ENGAGIERTE GRÜNE AUS FRANKREICH WIEDER CHEFIN DER EP-TRANSPORTKOMMISSION

in Bahnmarkt Europa von

Die engagierte Umweltkämpferin Karima Delli wurde erneut zur Vorsitzenden der Kommission Transport und Tourismus TRAN des Europaparlaments gewählt, unter den Stellvertretern ist auch der Deutsche Sven Schulze (CDU, Quedlinburg).

Von Hermann Schmidtendorf, Chefredakteur bahn manager

Die neue Vorsitzende des TRAN ist seit 2009 Mitglied des Europaparlaments (EP) und hatte das Amt bereits in der vorherigen Legislaturperiode inne. Ihre Fraktion Grüne/Europäische Freie Allianz EFA ist derzeit die viertstärkste Fraktion im Parlament. Die Tochter algerischer Einwanderer Karima Delli ist im EP auch für die Beziehungen zur Volksrepublik China zuständig und ist ehrenamtliche Präsidentin der Vereinigung “European Startups Prize for mobility”. Zu ihrer Wahl erklärte sie selbstbewusst: “Ich bin stolz auf die Wahl meiner Kollegen – dass sie eine junge Frau wählen, das ist ein sehr starkes Signal an die europäischen Bürger.” Ganz Staatsfrau gratulierte sie per Twitter Ursula Von der Leyen zur Wahl als Präsidentin der Europäischen Kommission: “Guten Mut. Wir wollen ab sofort energisch gegen den Klimanotfall vorgehen!”

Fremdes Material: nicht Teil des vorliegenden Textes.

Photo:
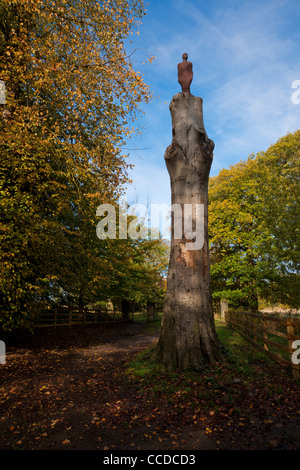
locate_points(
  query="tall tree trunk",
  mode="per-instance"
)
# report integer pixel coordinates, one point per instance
(188, 337)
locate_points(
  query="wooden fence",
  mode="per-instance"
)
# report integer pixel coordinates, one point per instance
(272, 335)
(67, 316)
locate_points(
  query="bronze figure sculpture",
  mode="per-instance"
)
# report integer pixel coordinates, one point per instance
(185, 73)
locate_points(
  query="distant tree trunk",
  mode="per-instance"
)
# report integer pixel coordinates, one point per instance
(150, 311)
(125, 307)
(188, 337)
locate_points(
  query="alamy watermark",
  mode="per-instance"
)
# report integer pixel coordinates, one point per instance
(153, 222)
(296, 95)
(2, 352)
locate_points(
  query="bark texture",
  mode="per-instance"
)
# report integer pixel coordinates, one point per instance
(188, 337)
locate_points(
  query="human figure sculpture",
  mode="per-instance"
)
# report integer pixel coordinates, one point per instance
(185, 73)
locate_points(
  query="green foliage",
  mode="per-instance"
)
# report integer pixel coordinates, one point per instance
(254, 234)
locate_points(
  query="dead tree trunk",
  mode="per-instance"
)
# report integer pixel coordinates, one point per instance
(188, 337)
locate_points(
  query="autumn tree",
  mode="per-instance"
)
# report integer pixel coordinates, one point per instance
(254, 236)
(72, 96)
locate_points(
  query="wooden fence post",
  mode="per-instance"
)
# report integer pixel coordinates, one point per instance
(224, 308)
(265, 335)
(290, 337)
(70, 316)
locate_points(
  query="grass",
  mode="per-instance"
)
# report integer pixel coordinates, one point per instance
(239, 359)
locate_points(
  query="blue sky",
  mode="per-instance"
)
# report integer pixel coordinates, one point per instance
(245, 54)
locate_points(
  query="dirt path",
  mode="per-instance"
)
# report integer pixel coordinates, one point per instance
(68, 390)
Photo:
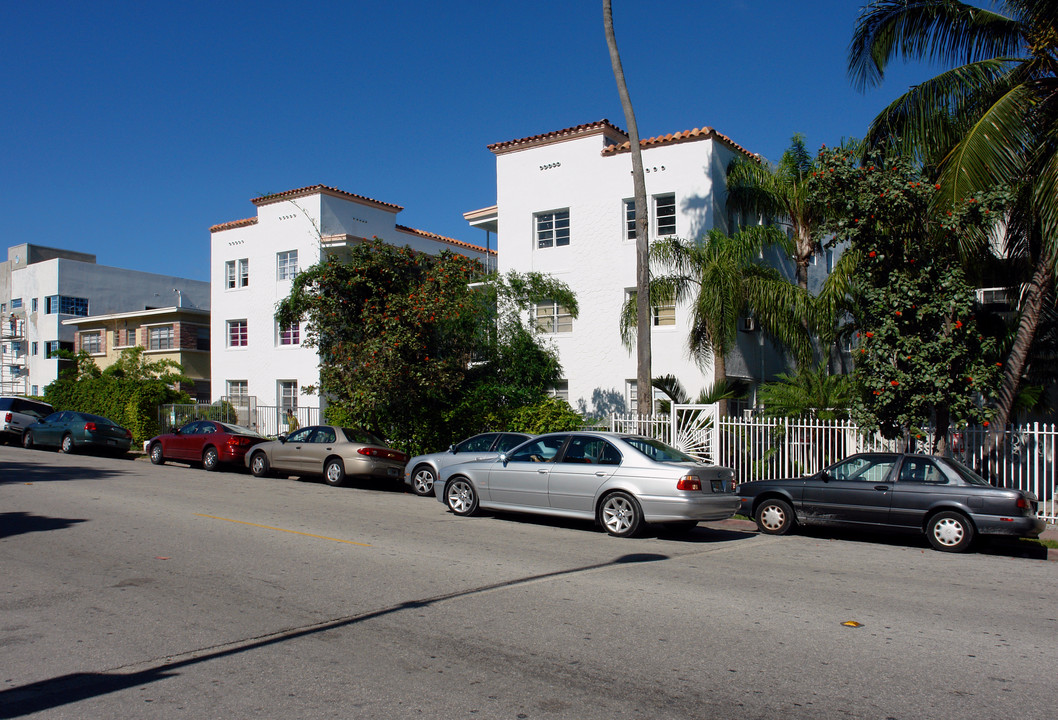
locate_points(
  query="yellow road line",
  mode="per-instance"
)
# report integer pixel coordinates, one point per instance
(283, 530)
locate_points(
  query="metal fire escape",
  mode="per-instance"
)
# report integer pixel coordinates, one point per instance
(14, 371)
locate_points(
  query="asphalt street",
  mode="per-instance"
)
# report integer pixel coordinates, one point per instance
(170, 592)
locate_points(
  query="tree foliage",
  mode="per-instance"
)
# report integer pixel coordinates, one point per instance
(922, 357)
(128, 392)
(412, 347)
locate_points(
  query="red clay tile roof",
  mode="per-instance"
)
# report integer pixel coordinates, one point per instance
(603, 126)
(451, 241)
(233, 224)
(325, 189)
(685, 136)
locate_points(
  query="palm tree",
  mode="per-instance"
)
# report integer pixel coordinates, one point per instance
(724, 277)
(780, 194)
(639, 191)
(989, 121)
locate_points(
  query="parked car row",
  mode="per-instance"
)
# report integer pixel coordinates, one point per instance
(622, 482)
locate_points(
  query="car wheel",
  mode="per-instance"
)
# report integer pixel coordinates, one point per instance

In ersten programmatischen Stellungnahmen betonte Delli, zu den zahlreichen “Baustellen” der parlamentarischen Arbeit des Transportausschusses gehörten die Reform des Straßenverkehrssektors, der Beitrag der Luftfahrt zum Klimaschutz beispielsweise durch Kerosinsteuer, Maßnahmen gegen Verschmutzung und Sicherheitsprobleme durch Kreuzfahrtschiffe, Anpassungen der Gesetzgebung an digitale Innovationen wie das vernetzte und vielleicht demnächst autonome Auto sowie die Stärkung des Tourismussektors, “damit er nachhaltig und wünschenswert ist”. Notwendig sei, “einfache und klare soziale Regeln für alle Verkehrssektoren festzulegen, um die Implosion Europas aufgrund von Sozialdumping zu vermeiden”. Mobilität müsse kohlenstoffärmer werden “(mehr Personen- und Güterzüge) , Fahrräder, öffentliche Verkehrsmittel, Fahrgemeinschaften…), soll umfassender sein (wirklich für jedermann zugänglich, günstigere Mobilität, da sie zu teuer ist oder nicht alle Orte bedient) sicher (26.000 Tote in Europa pro Jahr ist zu viel) und verbunden (lang sollen die intelligenten Innovationen leben!!)”.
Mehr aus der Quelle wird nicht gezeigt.